“Good” Friday

Photo by Pixabay (Pexels)

good adj. better, best a) a general term of approval or commendation; b) suitable to a purpose; effective; c) producing favorable results; beneficial

The amazing thing about Good Friday is that it was – and is – part of the “good” declared by God at creation. “God saw all that he had made, and it was very good” (Genesis 1:31, NIV). The Fall was not good; sin, disobedience and suffering are not good. But God’s purpose in creation and the redemptive drama that ensued were – and are – good.

Some would put God in the dock for placing such a burden on human life—that through our creation and giving us free will He knew the suffering we would experience. What is less noticed is how God always knew of Good Friday. In the rapture of creation, the cross loomed large. Yes, there would be suffering, but none more so than for God Himself. 

C.S. Lewis writes:

God, who needs nothing, loves into existence wholly superfluous creatures in order that He may love and perfect them.
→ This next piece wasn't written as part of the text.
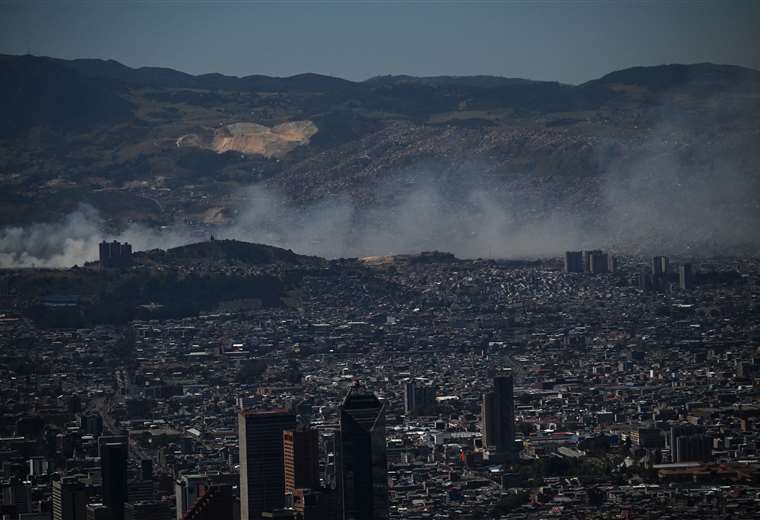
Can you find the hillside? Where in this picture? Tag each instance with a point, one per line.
(161, 147)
He creates the universe, already foreseeing—or should we say “seeing”? there are no tenses in God—the buzzing cloud of flies about the cross, the flayed back pressed against the uneven stake, the nails driven through the mesial nerves, the repeated incipient suffocation as the body droops, the repeated torture of back and arms as it is time after time, for breath’s sake, hitched up. If I may dare the biological image, God is a “host” who deliberately creates His own parasites; causes us to be that we may exploit and “take advantage of” Him. Herein is love. This is the diagram of Love Himself, the inventor of all loves.
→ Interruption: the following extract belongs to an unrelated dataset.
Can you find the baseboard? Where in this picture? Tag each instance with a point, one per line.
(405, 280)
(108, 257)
What an ultimate “good” this must have been; declared at creation, consummated on Golgotha. But it wasn’t a good designed for God. There is no good to be added, or deficit to be addressed, in His being. 

It was a good for us.

Many books have come out of late portraying the heart of God toward us as a lover pursuing the beloved, a fairy tale where God is the prince and we are the maiden. “Suppose there was a king who loved a humble maiden,” begins Soren Kierkegaard, who first fashioned the popular analogy. 

The king was like no other king. Every statesman trembled before his power. No one dared breathe a word against him, for he had the strength to crush all opponents. And yet this mighty king was melted by love for a humble maiden. How could he declare his love for her? In an odd sort of way, his kingliness tied his hands. If he brought her to the palace and crowned her head with jewels and clothed her body in royal robes, she would surely not resist—no one dared resist him. But would she love him?

She would say she loved him, or course, but would she truly? Or would she live with him in fear, nursing a private grief for the life she had left behind? Would she be happy at his side? How could he know? If he rode to her forest cottage in his royal carriage, with an armed escort waving bright banners, that too would overwhelm her. He did not want a cringing subject. He wanted a lover, an equal. He wanted her to forget that he was a king and she a humble maiden and to let shared love cross the gulf between them. For it’s only in love that the unequal can be made equal.

Yes, this is the heart of God, and He is on just such a mission.

But the deeper truth lies in Victor Hugo’s Les Miserables. We are not a beautiful maiden. There is nothing becoming in us whatsoever. Instead, we are desperately criminal, and the only rescue grace would bring would demand storming the Bastille in which we are rightfully held. This is precisely what He did. “Very rarely will anyone die for a righteous man, though for a good man someone might possibly dare to die. But God demonstrates his own love for us in this: While we were still sinners, Christ died for us” (Romans 5:8-9, NIV).

And that’s an even better story. And it’s the one story that the world does not already have, and most needs to hear.

James Emery White

 

Editor’s Note

This blog was first published in 2005 and has been offered annually on or near Good Friday.

Sources

Webster’s New World Dictionary, Second College Edition.

C.S. Lewis, The Four Loves.

Victor Hugo, Les Miserables.

Soren Kierkegaard, Philosophical Fragments.